Strategy Page, 17 September 2007
A major problem with the war on terror is keeping score. Even if you count things like the number of terrorists killed or captured, and the number of attacks, there's no consensus on what the numbers mean. Moreover, journalists and pundits rarely take a close look at what might have happened if nothing were done. Granted, it's difficult to report on another time line that didn't happen. The government actually spends a lot of money on computer simulations that do just this. But these tend to make poorly attended news stories, so journalists avoid them. Since these simulations are not reported, they, effectively, do not exist. But consider that, without an invasion of Iraq, al Qaeda would still be flying high and exploiting its popularity to carry out more attacks in the West.
Meanwhile, the real war on terror started off well enough, with the invasion of Afghanistan a month after the September 11, 2001 attacks. The Taliban government was overthrown within two months, but most of the terrorist leaders escaped to the tribal territories in Pakistan. Oops. That was widely interpreted as a defeat. The problem was, explaining the details of all this was rather more than the media could handle.
Military planners were better at sorting things out. But they had to be, and they had plenty of practice. Secrecy was necessary to make military operations effective, and that secrecy meant not telling the media, or anyone else, lots of interesting things. Despite that restriction, that's a lot that is known via open sources.
Start with Afghanistan. The area has been in a state of perpetual civil war for thousands of years. The tribal thing. Neighboring powers (Mongols, Iranians) have conquered the region, but only when it was worth the effort. That means controlling Afghanistan no longer mattered after the "silk road" trade routes became useless after the 16th century (when European ships became capable to reaching the Far East faster and more economically than the caravans moving from China to the Middle East). After that, the tribes were largely left alone. If there was too much activity by tribal raiders, the more civilized neighbors (Russians, Iranians, British in India) would raid right back until the tribes agreed to cool it. The tribes were always a nuisance, they were never stronger militarily than they more numerous, civilized and better armed, neighbors.

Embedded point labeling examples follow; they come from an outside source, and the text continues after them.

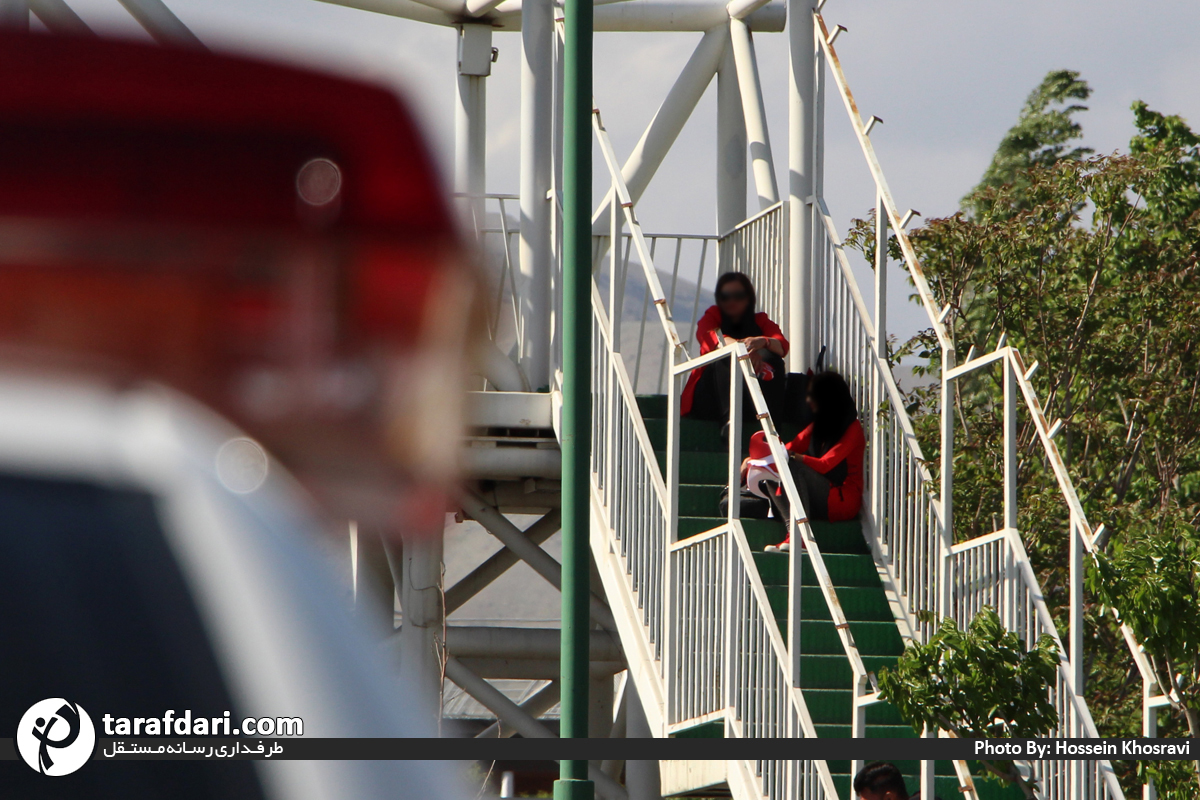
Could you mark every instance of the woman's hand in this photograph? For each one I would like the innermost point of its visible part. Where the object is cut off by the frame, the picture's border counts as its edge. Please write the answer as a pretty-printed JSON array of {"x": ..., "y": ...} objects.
[{"x": 756, "y": 343}]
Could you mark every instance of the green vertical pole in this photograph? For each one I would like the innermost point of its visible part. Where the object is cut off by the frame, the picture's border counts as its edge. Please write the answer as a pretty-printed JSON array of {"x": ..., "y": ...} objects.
[{"x": 574, "y": 783}]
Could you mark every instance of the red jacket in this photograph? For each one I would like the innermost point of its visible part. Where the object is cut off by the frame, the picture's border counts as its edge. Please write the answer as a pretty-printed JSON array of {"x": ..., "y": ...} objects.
[
  {"x": 846, "y": 499},
  {"x": 706, "y": 334}
]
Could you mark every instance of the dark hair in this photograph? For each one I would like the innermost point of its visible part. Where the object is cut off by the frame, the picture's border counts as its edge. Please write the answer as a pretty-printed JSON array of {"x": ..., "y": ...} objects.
[
  {"x": 880, "y": 776},
  {"x": 738, "y": 329},
  {"x": 835, "y": 408}
]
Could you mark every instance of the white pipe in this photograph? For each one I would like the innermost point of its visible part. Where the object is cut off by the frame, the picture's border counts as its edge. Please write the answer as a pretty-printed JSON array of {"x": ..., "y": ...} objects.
[
  {"x": 743, "y": 8},
  {"x": 480, "y": 7},
  {"x": 471, "y": 140},
  {"x": 651, "y": 16},
  {"x": 454, "y": 7},
  {"x": 648, "y": 16},
  {"x": 502, "y": 372},
  {"x": 761, "y": 162},
  {"x": 511, "y": 463},
  {"x": 535, "y": 668},
  {"x": 492, "y": 642},
  {"x": 537, "y": 160},
  {"x": 669, "y": 120},
  {"x": 402, "y": 8},
  {"x": 801, "y": 140},
  {"x": 161, "y": 23},
  {"x": 731, "y": 145},
  {"x": 59, "y": 18},
  {"x": 420, "y": 600}
]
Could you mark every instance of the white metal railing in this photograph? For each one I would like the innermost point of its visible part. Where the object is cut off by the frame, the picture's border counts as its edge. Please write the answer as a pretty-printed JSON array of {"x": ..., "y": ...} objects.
[
  {"x": 901, "y": 510},
  {"x": 756, "y": 247},
  {"x": 731, "y": 662},
  {"x": 759, "y": 692},
  {"x": 751, "y": 641},
  {"x": 693, "y": 262},
  {"x": 627, "y": 479}
]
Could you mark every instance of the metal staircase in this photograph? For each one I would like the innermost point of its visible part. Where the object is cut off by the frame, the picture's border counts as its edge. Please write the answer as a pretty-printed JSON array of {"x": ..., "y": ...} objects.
[{"x": 718, "y": 637}]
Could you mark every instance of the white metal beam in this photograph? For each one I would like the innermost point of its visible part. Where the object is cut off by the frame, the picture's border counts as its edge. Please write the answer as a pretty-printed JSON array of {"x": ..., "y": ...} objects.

No central government has ruled the Pushtun tribes in northern Pakistan for centuries. Knowing that, it made sense that Osama and his Taliban buddies would flee for the Pakistani border, and sanctuary with the Pushtun tribes on the other side, when it became obvious that the American smart bombs were giving the rebellious (against the Taliban) tribes of northern Afghanistan an insurmountable advantage.
In the last six years, Pakistan has been unable to assert control of the tribal territories, where numerous terrorists are hiding out. You can complain about that all you want, but that's that. Sending American troops into Pakistan risks turning the entire country against the invaders. It's not like the Pakistanis are pro-terrorist, most are not. But they have been living with the tribal problem for thousands of years, and don't want foreigners coming in and making things worse. Some U.S. Special Operations officers have urged that some quick operations inside Pakistan be undertaken. But the risk of success (grabbing Osama and company) is too low, and the chance of creating a lot more hostile Pakistanis is too great. It's a stalemate, with the Taliban setting up shop in northern Pakistan and sending raiding parties into Afghanistan. This greatly upsets the Afghans, but they don't want war with Pakistan either. So there you are, a problem with no easy solutions.
Then there's Iraq. The idea of taking down the nastiest dictator in the Middle East had lots of support, until someone actually did it. Few in the U.S. government like to admit it, but this is a very clever strategy. It's known, since antiquity, as "taking the war to the enemy." Setting up a democracy in a region that has none (at least among the Arabs), and suffering nearly 30,000 casualties (so far) to help it get established, is bold. Al Qaeda hates democracy, and considers it un-Islamic. Planting U.S. troops in Iraq, and holding elections put Shia Arabs in power. Al Qaeda howled even louder, as Sunni Moslems (which al Qaeda represents) consider Shia Moslems to be heretics. Now al Qaeda was forced to turn its attention from attacks in the West, and concentrate on its own back yard. That went very badly for the terrorists. Practicing their usual tactics on Moslems, even if most of the victims were Shia, hurt their popularity in the Islamic world. Eventually, even their Sunni Arab allies in Iraq turned against them.
Establishing democracy, and efficient government, in the Arab world is another front in the war on terror that did not get the attention it deserves. Establishing an Arab democracy has never been done before, and it is key to doing something about the corruption and poor government that has created terrorist organizations in the region for centuries. Al Qaeda is not the first group of religious fanatics to appear and try to "purify" the Islamic world. Until there is some serious reform, al Qaeda won't be the last lot of murderous advocates for change.
Another front of the war is the media battle. Here, al Qaeda has been most successful. Those who oppose the U.S. in general (for a variety of reasons) have become allies (openly or covertly) with Islamic radical groups. That made al Qaeda look better than it really is. But, in general, the terrorists have been taking a beating. It's not newsworthy to admit this, but there it is.
Citation: "Stories Not Reported," Strategy Page, 17 September 2007.